“Like a contemporary Winesburg, Ohio, Susan Woodring's Goliath brings small town life beautifully, achingly alive. Sprinkled with marching bands, baseball, and parades, and a cast of southern characters who will charm the pants off you, Goliath is a memorable novel, written in a new memorable voice.” ―Ann Hood, author of The Knitting Circle
“Goliath is a careful, contemplative study of the rhythms of collective grief. Woodring's sense of the constraints and hard-earned pleasures of home rings as true and pure as a train whistle in the night.” ―Michael Parker, author of The Watery Part of the World
“Woodring's writing is so clear and moving that the reader often feels, as she says of about one of her characters, as if 'the world had been sucked clear of true sound.' This beautiful portrait of a place and its people, rendered so quietly and intimately, shuts out the world outside its pages as you read.
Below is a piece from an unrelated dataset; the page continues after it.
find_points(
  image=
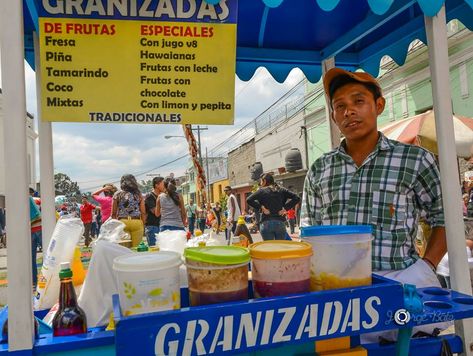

Only the best novels can make you forget yourself as reader. Goliath is the kind of book you don't want to put down or to end.” ―Brad Watson, author of The Heaven of Mercury
“Goliath is a beautiful and quietly moving story of love, grief, forgiveness and redemption -- heady themes handled here with a big heart and a deft hand. In prose exquisitely clear and with details that will make your heart ache, Susan Woodring has written a meaningful portrait of small town life, and what it means to move through grief toward love.” ―Bret Lott, author of Ancient Highway
“Ultimately a novel about a town that takes on a life of its own, Woodring's latest is melodious, deliberate, surprising, and full of those essential little moments that make up entire lifetimes. Readers who enjoy sinking into the layered details of small-town life should enjoy this rich portrait.” ―Julie Trevelyan of Booklist
About the Author
SUSAN WOODRING grew up in Greensboro, North Carolina. Her previous publications are a first novel, The Traveling Disease, and Springtime On Mars: Stories. She has been published in Passages North and a variety of other literary publications. She won the 2006 Isotope Editor's Prize, has been nominated twice for the Pushcart Prize, and was a notable mention in Best American Short Stories 2010.